Caspian tern
Sterna caspia
Identification Tips:
- Length: 20 inches Wingspan: 53 inches
- Sexes similar
- Dives into water for prey
- Large, barrel-chested tern with long, thick, reddish bill
- Short, notched tail
- Hints of a crest at the rear of the head
- Pale underwings with dark patch in primaries
Adult alternate:
- Deep red bill, often with indistinct black ring at tip
- Black legs
- Black cap with very slight crested appearance
- White face, neck, breast, and belly
- Pale gray back and upperwings
- Pale underwings with dusky gray on outer 5-6 primaries
- White tail
- Takes three years to reach full adult plumage
Adult basic:
- Similar to adult alternate, but has a black cap streaked with white
and darker, more worn, primaries
Juvenile:
- Pale legs
- Deep orange bill
- Brownish cap streaked with white
- Upperwing coverts and scapulars marked by crisp, black scalloping
- White face, neck, breast, and belly
- Pale upperwing has darker outer primaries and secondaries
- Grayish tail
Immature:
- First-year birds are like basic-plumaged adults but have darker
uppersurfaces to the outer primaries, dark secondaries, a grayish tail, and a
pale forehead
- Second-year birds are almost identical to alternate-plumaged adults, but
have often white spots in the cap, darker outer primaries and some gray in the
tail
Similar species:
When trying to identify terns, it is safest to use a combination of
field marks instead of relying on a single field mark. The Royal and Elegant
terns are the only other large, orange-billed terns and are quite similar.
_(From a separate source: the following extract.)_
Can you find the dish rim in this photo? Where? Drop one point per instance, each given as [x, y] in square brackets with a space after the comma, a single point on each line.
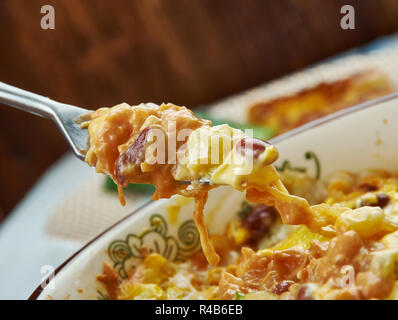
[364, 105]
Elegant Terns are very small compared to Caspians, are very slim-winged, have
slimmer orange bills, have much more forked tails and less black on the
undersurface of the primaries. The Caspian can be separated from the Royal by
its thicker, reddish bill, dark wedge on the outer portion of the underwing,
more shallowly-forked tail, broader wings and its tendency to have an almost
complete cap in basic and immature plumages. The smaller Sterna terns have
slimmer, black or black-tipped bills, slimmer bodies and wings and a much more
deeply-forked tail.
Length and wingspan from: Robbins, C.S., Bruun, B., Zim, H.S., (1966). Birds of North America. New York: Western Publishing Company, Inc.